Wedana duduk sendiri, di sampingnya tersandar tas kain berwarna kelabu, ikat kepalanya tak lagi di pakai hari itu, kancing beskap telah terbuka dua, memperlihatkan kaos kutang berwarna putih.
Di barisan lain hanya ada seorang pria Eropa dengan mantel tersandar pada kursi, di tangannya terbuka lebar surat kabar De Locomotief. Tak ada suara apapun dari pria itu.
Sedang di kursi belakangnya, Mang Njang tertidur pulas.
Seorang pria pelayan pribumi berdiri di ujung gerbong, jasnya berwarna putih dengan celana hitam rapi. Menunggu perintah yang tak kunjung datang. Wedana melirik pada jendela besar, hamparan sawah menyambut, disusul lembah dan bukit yang memanjakan pandang.
Ia telah enam hari meninggalkan Kadupawitan, kabar dari Bandung membuat hatinya terasa ciut. Juru tulis residen Raden Wiranatapraja menyerahkan surat kabar De Preanger Bode pada saat ia menghadap residen, melunasi pajak Kadupawitan.
"Residen tidak pernah menyebarkan berita mengenai pajak yang menunggak, selama kedua pihak saling memegang komitmen, Raden wedana." Juru tulis meyakinkan, membiarkan wedana membaca perlahan surat kabar berbahasa Belanda itu.
Wedana duduk gelisah, di belakangnya berdiri Mang Njang tak tahu apa-apa. Ia membuka surat kabar itu lagi, membacanya untuk kali yang ke sekian.
"Raden Wira.. Seseorang yang menulis ini sedang melucuti pakaianku." Ia atur deru napas yang memburu, di tangannya masih hangat secarik kertas kwitansi dari residen berlogo resmi, pembayaran pajak dan hutang yang menunggak.
"Bagaimana bisa sampai menjadi berita, Raden?" Juru tulis itu menaruh simpati, wedana menatap dalam padanya. Ada sedikit kehangatan, tidak dingin seperti di Kadupawitan tempo lalu.
"Jika bukan dari pihak residen, aku tidak yakin. Sejauh ini siapa yang mengetahui persoalan kami? Bahkan rakyat Kadupawitan pun tidak tahu."
Wedana menatap jauh pada atap karesidenan yang berwarna putih, burung walet terbang di atasnya, berputar terjebak, menabrak jendela dan terperangkap di dalam karesidenan, seorang jongos mengusirnya dengan sapu.

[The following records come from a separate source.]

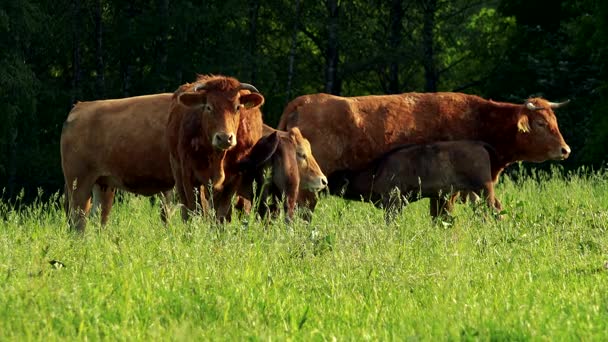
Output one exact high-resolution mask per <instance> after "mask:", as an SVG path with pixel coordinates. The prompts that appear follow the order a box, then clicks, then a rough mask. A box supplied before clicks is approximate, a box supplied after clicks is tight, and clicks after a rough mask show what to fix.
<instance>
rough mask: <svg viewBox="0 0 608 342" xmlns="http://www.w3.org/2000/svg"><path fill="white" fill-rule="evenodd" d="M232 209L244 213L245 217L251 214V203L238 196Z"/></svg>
mask: <svg viewBox="0 0 608 342" xmlns="http://www.w3.org/2000/svg"><path fill="white" fill-rule="evenodd" d="M234 209H236V210H238V211H241V212H243V213H245V215H249V213H250V212H251V201H250V200H248V199H245V198H244V197H242V196H239V197H238V198H237V199H236V204H235V205H234Z"/></svg>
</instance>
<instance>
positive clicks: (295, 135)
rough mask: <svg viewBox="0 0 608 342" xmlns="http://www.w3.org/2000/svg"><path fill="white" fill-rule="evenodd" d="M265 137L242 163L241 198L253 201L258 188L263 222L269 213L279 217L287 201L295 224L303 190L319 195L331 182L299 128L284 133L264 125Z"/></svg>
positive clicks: (258, 192)
mask: <svg viewBox="0 0 608 342" xmlns="http://www.w3.org/2000/svg"><path fill="white" fill-rule="evenodd" d="M268 133H269V134H268ZM264 134H265V136H264V137H263V138H262V139H260V140H259V141H258V142H257V143H256V144H255V146H254V147H253V148H252V149H251V152H250V154H249V155H247V157H245V158H243V159H242V160H241V161H240V162H239V166H240V168H241V170H243V173H244V175H245V176H244V179H243V186H242V189H243V191H241V194H242V197H244V198H245V199H247V200H248V201H252V200H253V183H254V182H255V183H256V184H257V189H256V190H257V196H258V202H259V206H258V213H259V214H260V217H262V218H263V217H265V216H266V213H267V212H268V211H270V213H271V214H274V215H276V214H277V213H278V208H277V203H278V201H279V200H280V199H281V198H282V197H285V202H284V207H285V211H286V213H287V217H286V218H287V219H289V220H291V219H293V215H294V211H295V206H296V200H297V198H298V191H299V189H300V188H302V189H306V190H309V191H312V192H317V191H319V190H322V189H323V188H325V186H327V178H326V177H325V175H324V174H323V172H321V169H320V168H319V165H318V164H317V162H316V160H315V159H314V157H313V155H312V153H311V151H310V143H309V142H308V140H306V139H305V138H304V137H303V136H302V134H301V133H300V130H299V129H298V128H295V127H294V128H292V129H290V130H289V132H283V131H278V130H274V129H272V128H270V127H268V126H266V125H264ZM266 171H269V173H270V181H269V182H268V184H265V172H266Z"/></svg>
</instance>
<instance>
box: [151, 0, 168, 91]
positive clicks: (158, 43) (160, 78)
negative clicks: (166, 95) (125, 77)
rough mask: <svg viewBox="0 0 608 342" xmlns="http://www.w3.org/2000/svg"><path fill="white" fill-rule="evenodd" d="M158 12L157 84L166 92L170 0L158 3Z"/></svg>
mask: <svg viewBox="0 0 608 342" xmlns="http://www.w3.org/2000/svg"><path fill="white" fill-rule="evenodd" d="M157 7H158V12H159V18H160V23H159V26H160V29H161V32H160V34H159V36H158V40H157V44H158V45H157V46H158V49H157V60H156V79H157V80H158V83H157V84H155V87H157V90H160V91H166V90H167V89H166V88H167V85H165V82H166V76H168V75H167V61H168V60H169V31H170V30H171V25H170V23H169V0H160V1H159V2H158V5H157Z"/></svg>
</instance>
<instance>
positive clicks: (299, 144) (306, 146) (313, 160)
mask: <svg viewBox="0 0 608 342" xmlns="http://www.w3.org/2000/svg"><path fill="white" fill-rule="evenodd" d="M289 138H290V139H291V140H292V141H293V143H294V144H295V146H296V160H297V161H298V171H299V172H300V187H302V188H304V189H307V190H311V191H319V190H321V189H323V188H325V187H326V186H327V178H326V177H325V175H324V174H323V172H322V171H321V168H320V167H319V164H317V161H316V160H315V158H314V157H313V155H312V151H311V149H310V142H308V140H307V139H306V138H304V137H303V136H302V133H301V132H300V129H299V128H297V127H293V128H291V129H290V130H289Z"/></svg>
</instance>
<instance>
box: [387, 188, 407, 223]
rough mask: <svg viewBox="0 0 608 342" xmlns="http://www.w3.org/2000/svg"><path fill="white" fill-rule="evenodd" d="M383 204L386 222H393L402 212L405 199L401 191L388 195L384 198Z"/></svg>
mask: <svg viewBox="0 0 608 342" xmlns="http://www.w3.org/2000/svg"><path fill="white" fill-rule="evenodd" d="M382 206H383V207H384V221H385V222H386V224H389V223H391V222H393V221H394V220H395V219H396V218H397V216H399V214H400V213H401V211H402V210H403V206H404V199H403V197H402V196H401V193H398V194H392V195H386V196H383V198H382Z"/></svg>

"Aku harus segera kembali ke Kadupawitan. Raden Wira.. Urusan pajak yang menunggak sudah selesai di sini." Ia menjabat tangan, mengangguk hormat dengan penuh formalitas. Sekalipun ia tahu juru tulis sedang menyambutnya sebagai teman lama. Dan ia tahu betul, teman tidak akan pernah ada dalam bangku jabatan.
Surat kabar itu menambah kewaspadaannya, siapa saja bisa menjadi musuh, dan kecurigaannya hanya ada pada satu nama, juragan beras dari Cianjur.
Suara dentuman kereta terdengar memeluk udara, ada asap tebal keluar dari cerobong. Wedana menatap pada hamparan sawah milik Sumedang yang belum lagi panen. Ia mengusap wajahnya dengan telapak tangan, menghembuskan napas resah.